Gift Wrapped (21 page)

Read Gift Wrapped Online

Authors: Peter Turnbull

Kate looked to her left, as if in thought. ‘I can take a few days off,' she suggested. ‘I can do that very easily. It will be the easiest thing to do, I think. If I am not here then I can't let the cat out of the bag. Yes, that's the answer, I'll do that.'

‘And that,' Webster smiled, ‘would be greatly appreciated by the Vale of York police.'

‘Have you ... or are you detecting a little turbulence?' Hennessey leaned back in his chair and pyramided his fingers. ‘Or perhaps it is a little muddying of the waters you have discovered?'

‘Either might be the case, sir.' Webster sat in one of the chairs in front of Hennessey's desk. ‘Someone who was once nothing more than a public-spirited citizen who did as all citizens are asked and reported something suspicious. Well, she has now accumulated a cloud of suspicion above her head. Mrs Bartlem clearly told us that her husband had told her that the numbers on the back of the postcards were map reference numbers.'

‘Which they were.'

‘Yes, sir, and they led us straight to the discovery of the body of James Wenlock, but it also transpired that her husband had been reported as a missing person some five years ago, as I have just said.
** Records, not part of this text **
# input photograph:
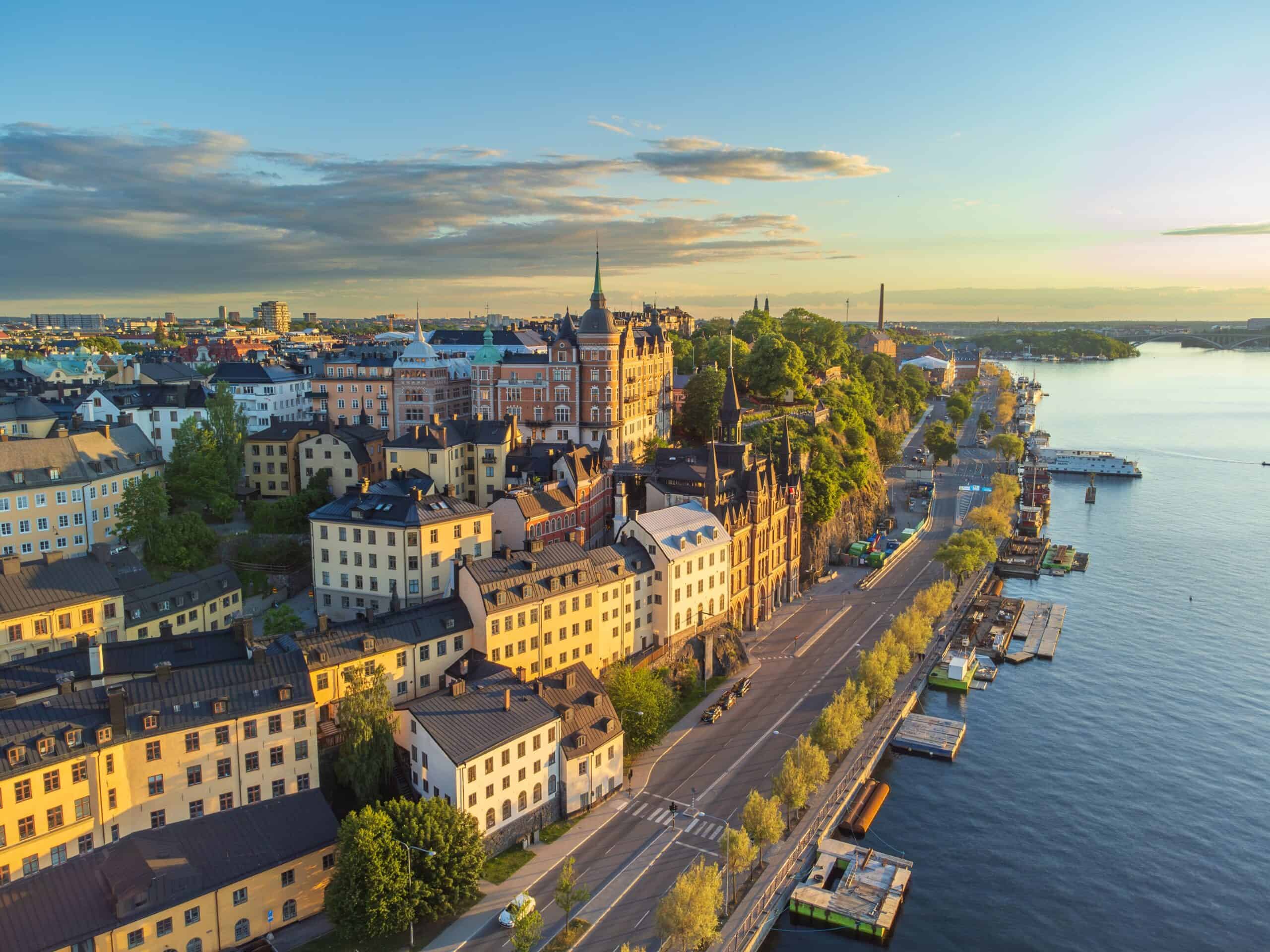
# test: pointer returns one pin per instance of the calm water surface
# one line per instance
(1119, 796)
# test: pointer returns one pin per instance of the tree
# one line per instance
(990, 520)
(1008, 446)
(527, 932)
(368, 721)
(688, 917)
(143, 511)
(774, 366)
(570, 892)
(643, 702)
(228, 423)
(702, 399)
(965, 552)
(281, 621)
(940, 441)
(450, 880)
(761, 819)
(370, 892)
(738, 853)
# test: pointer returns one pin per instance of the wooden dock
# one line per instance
(934, 737)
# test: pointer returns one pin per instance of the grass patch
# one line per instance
(500, 867)
(566, 939)
(556, 831)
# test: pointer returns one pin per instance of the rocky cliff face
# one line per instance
(858, 515)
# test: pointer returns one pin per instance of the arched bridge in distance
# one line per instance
(1217, 341)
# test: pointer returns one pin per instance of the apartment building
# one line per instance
(348, 454)
(91, 767)
(63, 494)
(690, 551)
(355, 389)
(272, 457)
(468, 455)
(489, 748)
(212, 884)
(267, 393)
(391, 546)
(548, 606)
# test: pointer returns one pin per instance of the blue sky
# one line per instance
(982, 159)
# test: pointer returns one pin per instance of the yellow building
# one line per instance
(203, 601)
(93, 766)
(58, 603)
(272, 457)
(202, 887)
(468, 455)
(63, 494)
(390, 546)
(549, 606)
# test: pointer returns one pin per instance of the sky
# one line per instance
(1075, 162)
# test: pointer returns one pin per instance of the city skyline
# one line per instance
(1098, 167)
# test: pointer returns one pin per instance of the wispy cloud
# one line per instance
(189, 211)
(1253, 229)
(695, 158)
(610, 126)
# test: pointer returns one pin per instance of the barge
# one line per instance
(853, 888)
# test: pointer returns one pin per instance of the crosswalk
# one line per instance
(653, 812)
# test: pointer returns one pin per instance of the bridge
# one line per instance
(1216, 341)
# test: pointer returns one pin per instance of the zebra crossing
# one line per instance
(705, 827)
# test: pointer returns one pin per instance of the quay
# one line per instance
(934, 737)
(1020, 558)
(853, 888)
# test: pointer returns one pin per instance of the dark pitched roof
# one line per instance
(587, 716)
(182, 701)
(395, 630)
(474, 721)
(82, 898)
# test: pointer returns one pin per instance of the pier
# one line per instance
(934, 737)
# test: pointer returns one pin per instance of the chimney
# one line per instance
(119, 702)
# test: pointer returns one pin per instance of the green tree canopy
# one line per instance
(370, 892)
(366, 721)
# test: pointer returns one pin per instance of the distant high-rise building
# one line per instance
(275, 314)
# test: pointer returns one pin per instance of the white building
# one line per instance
(690, 551)
(267, 393)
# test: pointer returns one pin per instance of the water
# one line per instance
(1115, 797)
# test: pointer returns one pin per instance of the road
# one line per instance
(635, 857)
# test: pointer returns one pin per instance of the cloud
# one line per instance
(610, 127)
(695, 158)
(1254, 229)
(191, 211)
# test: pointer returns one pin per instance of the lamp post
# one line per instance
(409, 878)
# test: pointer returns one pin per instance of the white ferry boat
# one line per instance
(1085, 461)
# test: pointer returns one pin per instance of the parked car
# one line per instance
(516, 910)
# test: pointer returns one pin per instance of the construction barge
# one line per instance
(853, 888)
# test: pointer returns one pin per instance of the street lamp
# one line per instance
(409, 878)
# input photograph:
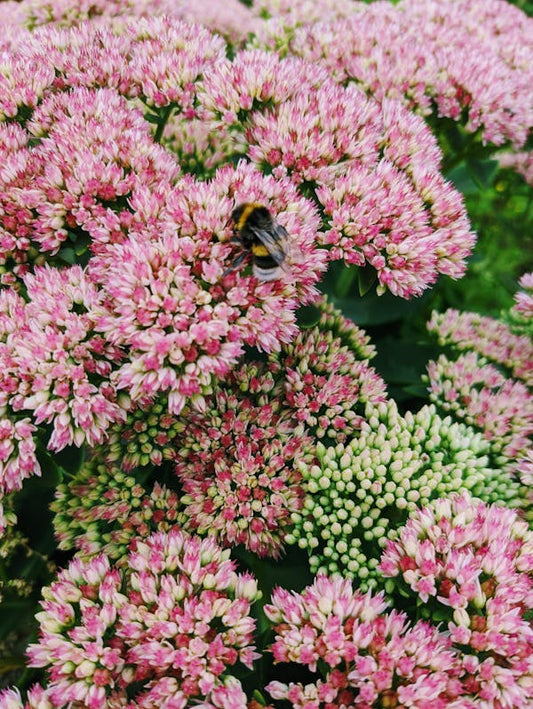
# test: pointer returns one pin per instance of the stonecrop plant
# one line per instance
(255, 451)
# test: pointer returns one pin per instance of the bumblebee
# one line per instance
(259, 233)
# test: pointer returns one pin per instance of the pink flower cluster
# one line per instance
(236, 462)
(480, 395)
(325, 384)
(368, 657)
(491, 338)
(468, 61)
(162, 632)
(376, 174)
(475, 563)
(520, 316)
(374, 168)
(180, 310)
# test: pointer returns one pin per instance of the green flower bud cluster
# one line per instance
(102, 509)
(358, 494)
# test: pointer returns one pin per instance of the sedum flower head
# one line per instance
(367, 656)
(237, 463)
(55, 370)
(103, 509)
(181, 309)
(164, 629)
(488, 337)
(358, 493)
(478, 393)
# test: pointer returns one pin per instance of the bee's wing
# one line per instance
(275, 241)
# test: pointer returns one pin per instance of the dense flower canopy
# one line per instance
(201, 450)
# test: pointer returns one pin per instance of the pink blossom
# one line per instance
(366, 655)
(166, 627)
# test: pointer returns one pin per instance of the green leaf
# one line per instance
(9, 664)
(462, 179)
(152, 118)
(68, 255)
(308, 316)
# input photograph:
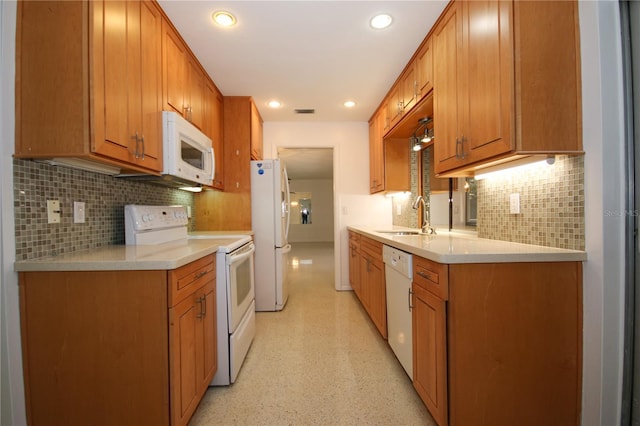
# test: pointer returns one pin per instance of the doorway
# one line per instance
(630, 19)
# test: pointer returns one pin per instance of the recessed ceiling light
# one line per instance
(223, 18)
(381, 21)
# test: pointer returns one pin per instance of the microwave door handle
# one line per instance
(213, 163)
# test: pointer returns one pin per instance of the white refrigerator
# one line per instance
(270, 224)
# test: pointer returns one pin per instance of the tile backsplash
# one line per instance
(104, 198)
(551, 204)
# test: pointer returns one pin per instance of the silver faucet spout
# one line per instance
(426, 227)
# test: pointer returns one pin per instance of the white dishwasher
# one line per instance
(398, 274)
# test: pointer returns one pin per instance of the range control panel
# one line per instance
(154, 224)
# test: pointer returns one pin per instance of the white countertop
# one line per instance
(460, 247)
(140, 258)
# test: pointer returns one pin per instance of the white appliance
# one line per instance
(235, 303)
(187, 152)
(235, 284)
(188, 159)
(270, 223)
(398, 275)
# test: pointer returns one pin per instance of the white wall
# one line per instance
(352, 203)
(321, 227)
(11, 383)
(602, 303)
(604, 236)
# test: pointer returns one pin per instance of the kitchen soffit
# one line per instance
(306, 54)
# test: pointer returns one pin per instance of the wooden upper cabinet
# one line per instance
(213, 122)
(242, 134)
(194, 95)
(131, 132)
(102, 105)
(376, 153)
(503, 88)
(174, 63)
(447, 55)
(409, 85)
(256, 133)
(424, 69)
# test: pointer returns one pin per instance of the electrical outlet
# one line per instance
(53, 211)
(78, 212)
(514, 203)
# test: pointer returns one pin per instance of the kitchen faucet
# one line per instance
(426, 227)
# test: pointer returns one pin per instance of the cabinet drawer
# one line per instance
(431, 276)
(184, 280)
(371, 247)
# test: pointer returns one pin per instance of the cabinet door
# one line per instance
(131, 131)
(448, 92)
(207, 331)
(376, 156)
(174, 60)
(394, 105)
(194, 96)
(214, 116)
(365, 285)
(354, 266)
(184, 338)
(409, 88)
(117, 77)
(256, 133)
(151, 85)
(378, 295)
(489, 75)
(430, 353)
(424, 69)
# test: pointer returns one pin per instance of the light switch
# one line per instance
(78, 212)
(53, 211)
(514, 203)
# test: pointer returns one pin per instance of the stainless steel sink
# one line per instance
(399, 232)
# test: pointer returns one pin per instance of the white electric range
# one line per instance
(235, 282)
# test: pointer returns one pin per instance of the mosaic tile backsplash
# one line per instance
(551, 204)
(104, 198)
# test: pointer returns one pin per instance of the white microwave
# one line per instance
(188, 154)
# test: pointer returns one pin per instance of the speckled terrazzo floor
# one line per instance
(320, 361)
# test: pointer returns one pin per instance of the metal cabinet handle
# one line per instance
(410, 299)
(136, 152)
(204, 304)
(200, 314)
(460, 154)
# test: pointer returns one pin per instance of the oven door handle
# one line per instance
(245, 253)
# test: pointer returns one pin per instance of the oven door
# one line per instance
(240, 283)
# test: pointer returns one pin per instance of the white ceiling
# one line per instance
(306, 54)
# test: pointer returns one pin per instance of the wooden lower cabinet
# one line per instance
(371, 288)
(99, 347)
(503, 346)
(192, 337)
(354, 262)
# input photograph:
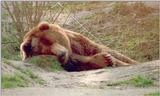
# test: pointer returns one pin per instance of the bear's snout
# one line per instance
(62, 54)
(27, 48)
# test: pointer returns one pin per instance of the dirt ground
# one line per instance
(85, 83)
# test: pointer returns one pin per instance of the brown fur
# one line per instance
(70, 48)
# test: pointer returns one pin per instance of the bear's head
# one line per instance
(46, 39)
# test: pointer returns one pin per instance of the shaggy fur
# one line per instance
(75, 51)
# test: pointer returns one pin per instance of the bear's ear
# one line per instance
(43, 26)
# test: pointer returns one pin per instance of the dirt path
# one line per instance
(88, 83)
(76, 92)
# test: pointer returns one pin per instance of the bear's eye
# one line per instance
(46, 41)
(27, 48)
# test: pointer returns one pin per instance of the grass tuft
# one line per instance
(137, 81)
(13, 81)
(153, 94)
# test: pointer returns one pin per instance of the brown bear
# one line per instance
(73, 50)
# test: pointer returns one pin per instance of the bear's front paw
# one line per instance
(108, 59)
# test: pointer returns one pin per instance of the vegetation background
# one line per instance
(129, 27)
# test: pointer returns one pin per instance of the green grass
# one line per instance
(153, 94)
(137, 81)
(13, 81)
(33, 76)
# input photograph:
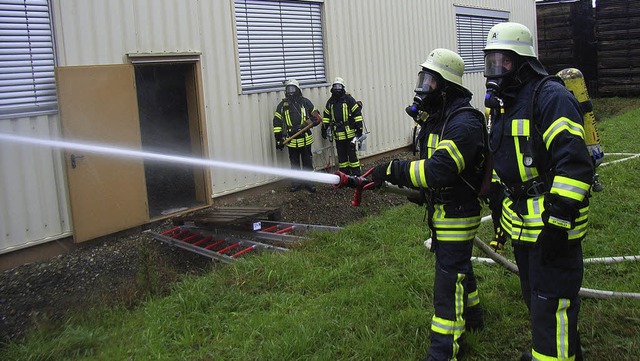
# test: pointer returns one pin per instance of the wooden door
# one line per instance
(98, 104)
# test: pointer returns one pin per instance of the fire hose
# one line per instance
(307, 127)
(361, 183)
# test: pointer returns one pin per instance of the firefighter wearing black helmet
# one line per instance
(292, 115)
(540, 156)
(342, 120)
(449, 174)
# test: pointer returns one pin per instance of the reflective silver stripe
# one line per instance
(580, 192)
(453, 152)
(559, 125)
(562, 329)
(417, 170)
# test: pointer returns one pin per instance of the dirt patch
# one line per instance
(124, 269)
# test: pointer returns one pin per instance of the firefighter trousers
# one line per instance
(301, 156)
(348, 162)
(550, 292)
(455, 299)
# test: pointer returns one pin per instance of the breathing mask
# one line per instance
(428, 93)
(291, 91)
(500, 68)
(337, 90)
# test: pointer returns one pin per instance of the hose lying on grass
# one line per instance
(584, 292)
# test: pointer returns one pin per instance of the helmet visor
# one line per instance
(498, 64)
(291, 89)
(337, 86)
(427, 82)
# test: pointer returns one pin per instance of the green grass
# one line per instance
(364, 293)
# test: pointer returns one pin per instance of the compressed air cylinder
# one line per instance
(574, 81)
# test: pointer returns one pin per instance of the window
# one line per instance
(278, 40)
(27, 82)
(472, 26)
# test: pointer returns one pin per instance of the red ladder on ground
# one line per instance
(219, 247)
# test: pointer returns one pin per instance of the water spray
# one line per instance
(138, 154)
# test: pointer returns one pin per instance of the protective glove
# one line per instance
(558, 218)
(553, 243)
(393, 172)
(499, 240)
(419, 199)
(354, 143)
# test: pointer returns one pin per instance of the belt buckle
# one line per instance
(537, 187)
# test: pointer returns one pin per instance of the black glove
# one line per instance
(392, 172)
(558, 218)
(499, 239)
(418, 199)
(553, 243)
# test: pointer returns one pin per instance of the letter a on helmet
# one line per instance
(446, 63)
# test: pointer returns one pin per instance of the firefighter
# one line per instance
(342, 121)
(449, 175)
(540, 156)
(292, 115)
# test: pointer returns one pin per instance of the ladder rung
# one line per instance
(191, 238)
(248, 249)
(167, 232)
(284, 230)
(235, 245)
(206, 239)
(215, 244)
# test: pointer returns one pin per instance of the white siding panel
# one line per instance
(32, 187)
(375, 45)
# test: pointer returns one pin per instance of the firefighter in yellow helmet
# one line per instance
(449, 174)
(342, 122)
(540, 156)
(292, 115)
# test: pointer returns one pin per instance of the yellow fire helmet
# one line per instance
(511, 36)
(446, 63)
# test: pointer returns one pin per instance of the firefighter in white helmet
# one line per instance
(540, 156)
(292, 115)
(342, 121)
(449, 175)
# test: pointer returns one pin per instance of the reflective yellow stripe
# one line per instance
(416, 172)
(562, 329)
(446, 327)
(562, 124)
(527, 228)
(536, 356)
(522, 128)
(454, 229)
(473, 299)
(432, 143)
(454, 153)
(570, 188)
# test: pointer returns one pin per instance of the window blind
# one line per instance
(279, 40)
(27, 82)
(472, 26)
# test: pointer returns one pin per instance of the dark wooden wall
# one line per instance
(604, 43)
(566, 38)
(618, 35)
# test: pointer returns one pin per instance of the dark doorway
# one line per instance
(167, 126)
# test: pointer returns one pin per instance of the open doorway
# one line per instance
(169, 124)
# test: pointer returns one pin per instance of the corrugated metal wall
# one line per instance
(32, 186)
(375, 45)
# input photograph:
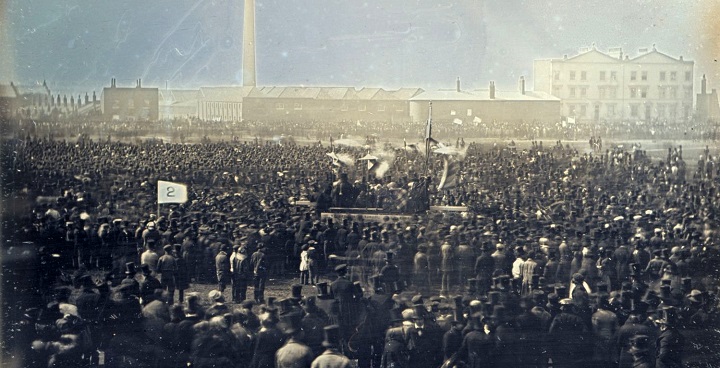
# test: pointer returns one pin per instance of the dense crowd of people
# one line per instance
(563, 258)
(194, 130)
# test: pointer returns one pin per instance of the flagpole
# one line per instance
(428, 136)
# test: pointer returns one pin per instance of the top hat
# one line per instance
(216, 296)
(341, 268)
(561, 291)
(396, 315)
(696, 296)
(285, 306)
(376, 283)
(668, 317)
(332, 336)
(291, 323)
(639, 344)
(499, 313)
(323, 290)
(297, 291)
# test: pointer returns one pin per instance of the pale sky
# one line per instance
(76, 44)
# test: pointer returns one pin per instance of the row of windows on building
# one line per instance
(633, 92)
(130, 104)
(223, 109)
(298, 106)
(611, 110)
(612, 76)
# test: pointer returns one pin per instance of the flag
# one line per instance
(169, 192)
(449, 177)
(428, 135)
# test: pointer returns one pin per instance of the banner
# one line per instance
(450, 173)
(169, 192)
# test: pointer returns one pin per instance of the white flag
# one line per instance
(169, 192)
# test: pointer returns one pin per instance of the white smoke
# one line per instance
(383, 167)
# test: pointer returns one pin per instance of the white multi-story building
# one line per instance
(598, 86)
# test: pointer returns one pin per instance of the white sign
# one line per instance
(169, 192)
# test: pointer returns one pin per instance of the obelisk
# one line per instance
(249, 44)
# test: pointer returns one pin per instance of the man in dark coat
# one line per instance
(343, 290)
(182, 276)
(569, 336)
(222, 268)
(332, 357)
(633, 326)
(148, 285)
(477, 347)
(259, 266)
(670, 343)
(294, 354)
(167, 268)
(484, 267)
(242, 273)
(390, 274)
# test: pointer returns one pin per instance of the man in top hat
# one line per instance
(343, 291)
(640, 351)
(633, 326)
(390, 274)
(222, 268)
(655, 267)
(167, 268)
(182, 276)
(604, 326)
(421, 269)
(294, 354)
(568, 336)
(313, 322)
(242, 273)
(478, 344)
(259, 266)
(447, 266)
(484, 267)
(269, 339)
(148, 285)
(331, 357)
(149, 256)
(671, 342)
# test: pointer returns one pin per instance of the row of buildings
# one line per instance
(590, 86)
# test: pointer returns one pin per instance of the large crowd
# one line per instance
(563, 258)
(195, 130)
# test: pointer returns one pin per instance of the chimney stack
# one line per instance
(249, 44)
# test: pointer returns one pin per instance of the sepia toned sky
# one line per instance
(382, 43)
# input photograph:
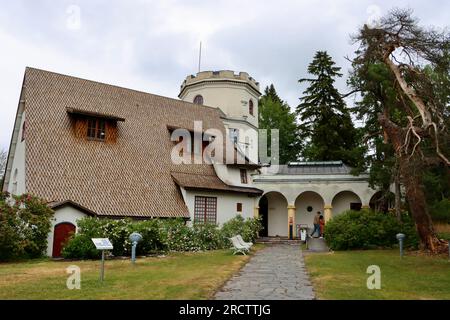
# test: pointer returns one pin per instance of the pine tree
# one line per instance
(274, 113)
(326, 126)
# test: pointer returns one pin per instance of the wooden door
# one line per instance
(60, 236)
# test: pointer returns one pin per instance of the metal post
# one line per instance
(133, 253)
(102, 271)
(400, 237)
(401, 248)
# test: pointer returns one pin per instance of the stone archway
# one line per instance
(273, 210)
(344, 201)
(307, 204)
(382, 202)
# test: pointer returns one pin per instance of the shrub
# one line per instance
(368, 229)
(158, 235)
(25, 222)
(80, 246)
(209, 236)
(153, 237)
(440, 211)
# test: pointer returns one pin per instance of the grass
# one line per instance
(342, 275)
(176, 276)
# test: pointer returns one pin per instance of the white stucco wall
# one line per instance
(342, 201)
(247, 140)
(328, 186)
(63, 214)
(17, 178)
(226, 204)
(277, 220)
(231, 98)
(302, 216)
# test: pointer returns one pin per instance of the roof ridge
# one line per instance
(120, 87)
(194, 174)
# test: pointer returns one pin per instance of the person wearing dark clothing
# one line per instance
(316, 224)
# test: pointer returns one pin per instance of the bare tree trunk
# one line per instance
(411, 173)
(398, 204)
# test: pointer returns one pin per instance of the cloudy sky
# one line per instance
(153, 45)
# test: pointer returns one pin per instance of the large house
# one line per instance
(93, 149)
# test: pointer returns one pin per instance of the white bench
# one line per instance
(238, 247)
(245, 244)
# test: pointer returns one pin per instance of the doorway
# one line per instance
(263, 213)
(61, 234)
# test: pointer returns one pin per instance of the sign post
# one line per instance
(102, 244)
(400, 238)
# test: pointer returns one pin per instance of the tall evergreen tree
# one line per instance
(274, 113)
(326, 127)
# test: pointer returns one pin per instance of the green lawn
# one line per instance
(342, 275)
(176, 276)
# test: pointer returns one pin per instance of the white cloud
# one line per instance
(152, 45)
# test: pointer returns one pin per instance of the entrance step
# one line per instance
(317, 245)
(278, 240)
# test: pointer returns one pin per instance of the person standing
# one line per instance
(322, 226)
(316, 224)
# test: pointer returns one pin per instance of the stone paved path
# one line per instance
(276, 272)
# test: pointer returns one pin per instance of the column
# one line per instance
(291, 221)
(328, 212)
(256, 212)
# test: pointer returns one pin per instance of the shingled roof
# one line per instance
(131, 177)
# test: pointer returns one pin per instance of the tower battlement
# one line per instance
(221, 75)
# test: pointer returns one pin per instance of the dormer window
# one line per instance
(95, 126)
(96, 129)
(244, 176)
(24, 127)
(198, 99)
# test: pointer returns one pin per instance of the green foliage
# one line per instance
(326, 124)
(25, 222)
(369, 230)
(158, 236)
(80, 246)
(248, 229)
(440, 211)
(276, 114)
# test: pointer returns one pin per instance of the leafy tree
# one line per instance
(274, 113)
(3, 159)
(326, 127)
(411, 108)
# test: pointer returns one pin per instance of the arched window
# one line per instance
(198, 99)
(250, 107)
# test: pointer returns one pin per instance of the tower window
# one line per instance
(234, 135)
(198, 99)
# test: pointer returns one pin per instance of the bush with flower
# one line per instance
(25, 222)
(159, 235)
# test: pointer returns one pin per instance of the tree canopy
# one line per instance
(326, 128)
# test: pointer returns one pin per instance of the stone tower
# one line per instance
(237, 96)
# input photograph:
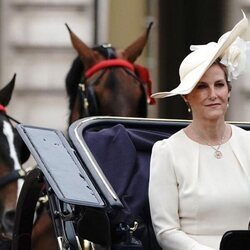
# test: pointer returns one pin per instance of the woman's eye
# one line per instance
(220, 84)
(201, 86)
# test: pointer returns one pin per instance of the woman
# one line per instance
(199, 177)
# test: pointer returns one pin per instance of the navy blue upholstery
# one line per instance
(124, 156)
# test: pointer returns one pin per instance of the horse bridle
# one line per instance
(15, 174)
(87, 98)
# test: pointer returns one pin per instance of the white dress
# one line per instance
(194, 197)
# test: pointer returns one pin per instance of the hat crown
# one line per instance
(200, 54)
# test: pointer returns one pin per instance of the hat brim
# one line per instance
(192, 78)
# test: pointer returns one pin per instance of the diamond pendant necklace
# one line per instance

So unless she has remarried, or is in a common-law union then, well, as you say sir, muddy waters ... something for us to look at.'

‘And in France,' Hennessey growled. ‘I hate the damn French, wretched people that they are. Do we know anything about Mr Bartlem's disappearance?'

‘No, sir, I checked. We don't have a missing persons file on him because his disappearance was apparently reported to the French authorities.'

‘I see ... but his name was Bartlem?' Hennessey asked.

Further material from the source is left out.